Tebal : 176 halaman (150 fabel)
ISBN : 978-602-73284-2-6
Penyunting : Gita Kharisma
Perancang sampul dan Penata letak : Gita Kharisma
Pemeriksa aksara : Maya Yulita
Illustrasi disadur dari buku Aesop’s Fables,
George Routledge and Sons, 1875

Beberapa pilihan fabel Aesop dalam Kumpulan Fabel Aesop
           
LEMBU JANTAN DAN BATANG AS

Sepasang lembu jantan tengah menarik sebuah gerobak
penuh muatan berat. Setelah cukup jauh menarik beban
sekuat tenaga seperti itu, batang as pun mulai merintih dan
mengerang keras-keras. Si lembu jantan tak tahan men-
dengarnya dan dengan menahan kesabaran, ia berpaling
dan berkata, “Halo, kau yang ada di sana! Mengapa gaduh
begitu?

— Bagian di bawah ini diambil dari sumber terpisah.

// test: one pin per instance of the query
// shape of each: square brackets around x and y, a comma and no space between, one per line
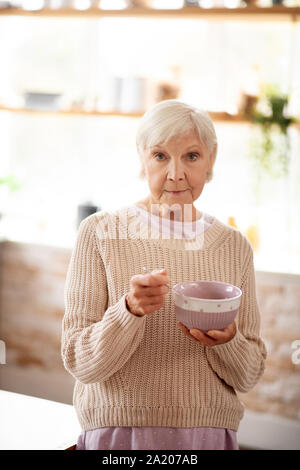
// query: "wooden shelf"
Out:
[276,13]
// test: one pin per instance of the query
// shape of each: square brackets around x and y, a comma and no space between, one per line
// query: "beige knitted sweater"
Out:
[143,371]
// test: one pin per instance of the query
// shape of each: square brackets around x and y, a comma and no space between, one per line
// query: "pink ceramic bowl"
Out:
[206,305]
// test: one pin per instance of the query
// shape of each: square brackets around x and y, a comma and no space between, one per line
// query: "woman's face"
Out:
[181,164]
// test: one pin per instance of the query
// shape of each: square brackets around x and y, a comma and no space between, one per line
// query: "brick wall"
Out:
[31,309]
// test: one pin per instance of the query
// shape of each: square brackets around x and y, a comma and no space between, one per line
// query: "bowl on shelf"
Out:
[206,305]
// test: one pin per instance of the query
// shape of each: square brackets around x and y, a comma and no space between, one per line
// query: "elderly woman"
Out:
[143,380]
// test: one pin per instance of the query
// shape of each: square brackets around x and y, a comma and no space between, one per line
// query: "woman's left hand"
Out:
[212,337]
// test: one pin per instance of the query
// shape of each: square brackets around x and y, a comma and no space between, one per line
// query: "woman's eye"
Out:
[158,155]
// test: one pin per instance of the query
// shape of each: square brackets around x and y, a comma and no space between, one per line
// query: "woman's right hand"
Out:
[147,292]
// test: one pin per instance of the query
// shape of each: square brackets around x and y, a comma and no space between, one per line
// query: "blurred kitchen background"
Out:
[76,76]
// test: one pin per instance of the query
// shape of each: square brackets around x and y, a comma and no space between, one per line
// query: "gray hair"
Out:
[171,118]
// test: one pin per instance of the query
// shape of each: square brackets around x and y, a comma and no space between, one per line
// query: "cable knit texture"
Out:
[143,371]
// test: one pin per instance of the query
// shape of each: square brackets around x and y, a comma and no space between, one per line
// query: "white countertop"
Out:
[31,423]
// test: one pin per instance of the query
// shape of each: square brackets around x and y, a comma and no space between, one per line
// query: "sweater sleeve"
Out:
[96,341]
[241,361]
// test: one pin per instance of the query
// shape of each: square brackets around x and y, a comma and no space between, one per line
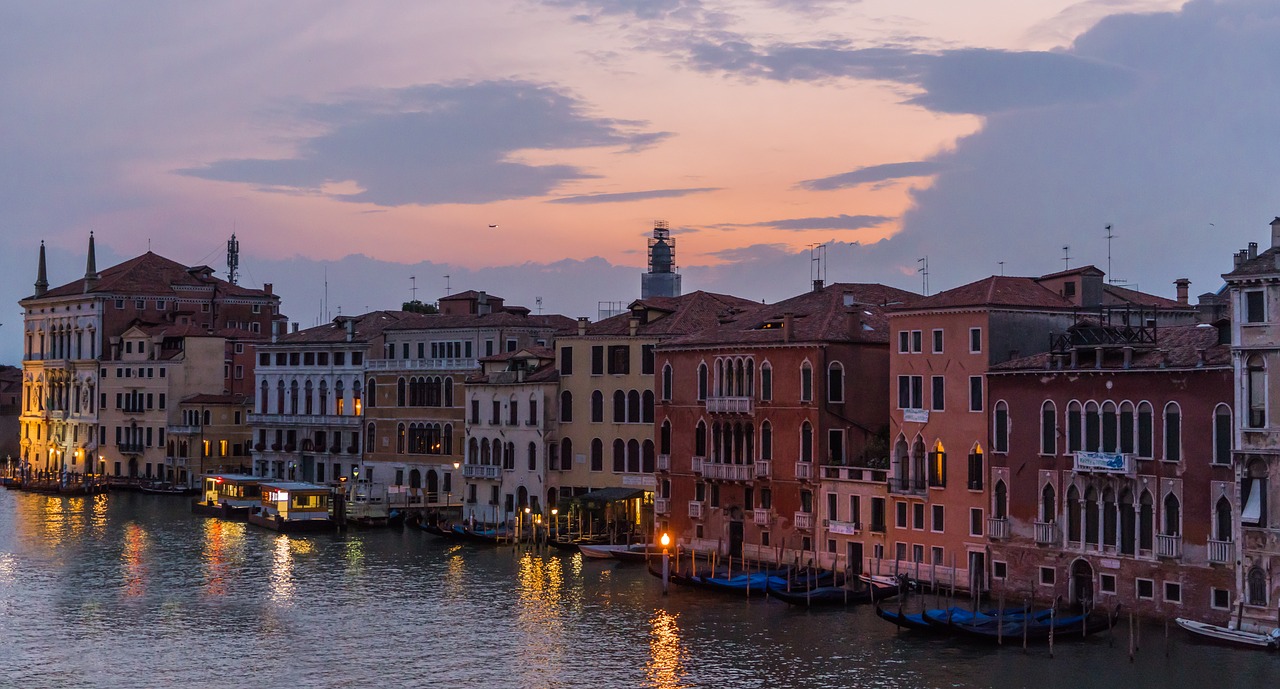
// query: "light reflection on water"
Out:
[133,591]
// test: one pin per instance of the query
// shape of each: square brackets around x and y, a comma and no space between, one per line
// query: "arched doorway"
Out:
[1082,583]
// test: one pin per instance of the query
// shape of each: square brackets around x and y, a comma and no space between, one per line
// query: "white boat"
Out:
[1230,635]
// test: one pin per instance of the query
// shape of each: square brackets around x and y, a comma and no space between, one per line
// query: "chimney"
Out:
[1183,286]
[91,267]
[41,274]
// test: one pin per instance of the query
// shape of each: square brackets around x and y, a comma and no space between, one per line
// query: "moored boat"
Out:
[1216,633]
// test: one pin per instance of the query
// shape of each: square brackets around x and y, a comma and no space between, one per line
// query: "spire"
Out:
[91,265]
[41,274]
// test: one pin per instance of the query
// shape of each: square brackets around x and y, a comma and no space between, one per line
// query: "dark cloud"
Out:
[837,222]
[976,81]
[621,197]
[438,145]
[872,174]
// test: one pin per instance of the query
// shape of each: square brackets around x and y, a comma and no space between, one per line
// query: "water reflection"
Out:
[666,667]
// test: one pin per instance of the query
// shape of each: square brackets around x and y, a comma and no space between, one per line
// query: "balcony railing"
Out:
[480,471]
[728,405]
[1169,546]
[727,471]
[1221,551]
[844,528]
[1046,533]
[304,420]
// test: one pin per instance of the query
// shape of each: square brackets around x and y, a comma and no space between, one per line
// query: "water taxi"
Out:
[293,506]
[228,496]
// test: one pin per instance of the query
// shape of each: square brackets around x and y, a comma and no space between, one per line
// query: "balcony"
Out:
[1046,533]
[727,471]
[1169,546]
[304,420]
[1221,551]
[728,405]
[844,528]
[480,471]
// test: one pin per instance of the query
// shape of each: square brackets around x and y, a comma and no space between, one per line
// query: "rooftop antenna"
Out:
[232,259]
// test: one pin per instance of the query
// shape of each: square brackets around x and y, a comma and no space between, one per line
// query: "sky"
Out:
[369,153]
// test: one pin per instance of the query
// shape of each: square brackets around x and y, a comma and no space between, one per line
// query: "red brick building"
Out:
[1111,470]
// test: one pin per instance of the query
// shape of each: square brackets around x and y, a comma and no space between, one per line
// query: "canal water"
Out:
[133,591]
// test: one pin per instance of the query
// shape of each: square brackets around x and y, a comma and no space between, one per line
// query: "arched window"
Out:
[1173,433]
[1223,520]
[1173,515]
[1000,430]
[1073,427]
[620,407]
[634,407]
[566,406]
[620,456]
[805,442]
[835,382]
[597,407]
[1256,392]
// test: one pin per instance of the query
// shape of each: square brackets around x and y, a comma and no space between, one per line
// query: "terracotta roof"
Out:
[208,398]
[503,319]
[1176,347]
[995,291]
[816,316]
[685,314]
[368,327]
[152,274]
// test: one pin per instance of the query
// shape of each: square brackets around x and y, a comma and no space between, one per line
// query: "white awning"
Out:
[1252,512]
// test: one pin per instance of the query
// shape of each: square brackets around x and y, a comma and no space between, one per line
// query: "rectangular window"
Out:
[1255,306]
[976,521]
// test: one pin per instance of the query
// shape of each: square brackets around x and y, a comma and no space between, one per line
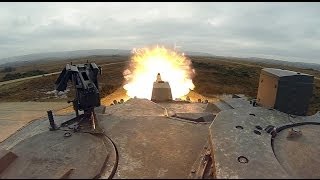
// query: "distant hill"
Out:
[25,59]
[11,61]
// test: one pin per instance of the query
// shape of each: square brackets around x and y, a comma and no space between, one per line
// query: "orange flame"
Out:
[146,63]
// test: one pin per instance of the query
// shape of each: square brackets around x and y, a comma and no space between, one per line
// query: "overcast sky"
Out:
[285,31]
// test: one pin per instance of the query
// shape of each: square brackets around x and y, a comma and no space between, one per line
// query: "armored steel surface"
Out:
[151,145]
[241,147]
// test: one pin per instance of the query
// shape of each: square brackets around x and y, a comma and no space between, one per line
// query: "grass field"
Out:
[214,76]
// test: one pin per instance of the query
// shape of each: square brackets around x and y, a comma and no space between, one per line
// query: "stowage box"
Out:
[286,91]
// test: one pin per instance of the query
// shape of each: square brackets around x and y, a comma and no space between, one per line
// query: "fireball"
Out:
[146,63]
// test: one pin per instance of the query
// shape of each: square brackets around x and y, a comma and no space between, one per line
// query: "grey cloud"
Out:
[286,30]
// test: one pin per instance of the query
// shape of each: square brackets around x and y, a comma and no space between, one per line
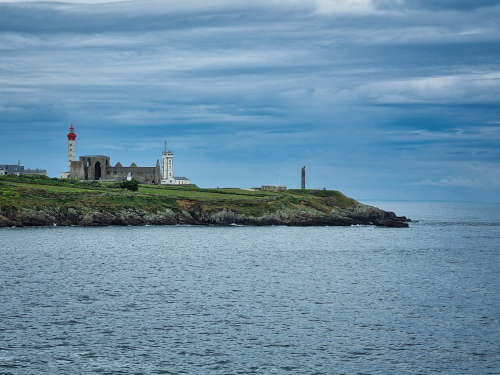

Semua pekerjaan ini hanya kami berdua yang
jalankan!”
            Mereka yang mengeluh justru yang paling sedikit
menderita.


PEREMPUAN TUA DAN GUCI ANGGUR

Mungkin Anda belum tahu bahwa kadang para wanita
lanjut usia suka menenggak secawan anggur. Salah satu
di antara wanita ini suatu hari menemukan sebuah guci
anggur di tepi jalan. Sambil mendekat, ia amat berharap
guci ini terisi penuh. Tapi ketika ia raih, ternyata semua
isinya telah habis. Ia hiruplah sisa-sisa bau yang masih
tertinggal dari dalam guci itu.
            “Ah,” pekiknya, “betapa kenangan indah saling mengait
bersama benda yang menyertainya.”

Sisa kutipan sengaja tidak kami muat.